IMPORTANCE OF FINANCIAL LITERACY
Contrary to popular belief, each of us, regardless of age, gender, caste, community, level of education, or whether we live in subways, towns, urban areas, small towns or rural villages, must know how to effectively manage our money. While financial literacy can change the lives of the most vulnerable in our society, for most others, it can help close the wealth gap and facilitate economic mobility.
Explained: How the Covid-19 Crisis Exposed India’s Growing Wealth Gap
Unfortunately, many Indians live from paycheck to paycheck, without sound financial planning to ensure a decently comfortable future. The worst part is that high interest rate debt in the form of credit cards, home and personal loans, etc. further restrict their ambitions to sound financial goals.
And that is why it is crucial and essential for every family not only to be financially literate, but also to have at least one financial guardian. So, they can not only manage their home, but also budget their expenses, manage their debts, choose the right investment options, save for their future and that of their family, and also prepare for the rainy days.
As the oft-repeated saying that ‘every cloud has a silver lining’, one positive aspect of the Covid-19 pandemic is that it made us realize how necessary and critical it is for us to effectively manage our money, more for our family.
HOW BUSINESS CAN HELP
Considering that a large part of our population is employed, employers must take the initiative to improve the financial literacy of their employees.
In several organizations around the world, human resources are working in tandem with the finance department to assist their staff in this regard after seeing that financial stress among employees, made worse by Covid-19, is impacting productivity, resulting in unexpected absences, substandard work. performance and increased distraction at work.
Interestingly, the launch of Digital India in 2015 triggered the need for financial literacy in the country and also made it more relevant to our businesses.
Like the Kirana neighborhood stores, which previously only handled cash, now accept digital payments for a considerable number of transactions. So much so that, unlike the days when they made sure their account had sufficient balance for their loan IMEs, many Kirana store owners pay their loan IMEs digitally, with the click of their button. smartphones using mobile applications.
GOING DIGITAL REQUIRES FINANCIAL AWARENESS
With the proliferation of online lenders, payment apps, e-wallets, and other digital tools, data protection and customer service have become increasingly important. Many consumers have little knowledge or understanding of how these businesses or applications work and the implications of their interaction with them.

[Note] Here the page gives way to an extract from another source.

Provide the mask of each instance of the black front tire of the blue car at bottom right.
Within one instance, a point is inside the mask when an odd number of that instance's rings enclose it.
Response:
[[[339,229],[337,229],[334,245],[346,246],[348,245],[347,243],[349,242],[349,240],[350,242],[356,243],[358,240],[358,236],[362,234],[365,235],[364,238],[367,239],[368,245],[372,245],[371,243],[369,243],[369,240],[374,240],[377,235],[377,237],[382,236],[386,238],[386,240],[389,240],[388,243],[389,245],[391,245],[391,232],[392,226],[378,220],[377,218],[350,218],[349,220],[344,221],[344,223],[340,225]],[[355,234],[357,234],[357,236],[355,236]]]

As regulatory guidelines continue to evolve in the interest of customer protection, this new dimension adds to the awareness gap that exists among the common population. On the one hand, fintechs usually go a long way in bridging the gap in access to finance, on the other hand, it is incumbent on these companies not only to build trust through unambiguous disclosures, but also by properly educating users about the risks and potential pitfalls.
In addition, this essential message of financial literacy has not been sufficiently disseminated in rural areas. This is why those who live in villages and small towns have suffered from a lack of required financial awareness.
In summary, financial literacy should be a central pillar in the new post-Covid world. As India emerges from this crisis, we will realize that financial literacy is the foundation that will help our vast population, especially the vulnerable and marginalized people who have suffered the most, to make decisions that will make it easier to build. and the consolidation of a future healthy and secure environment.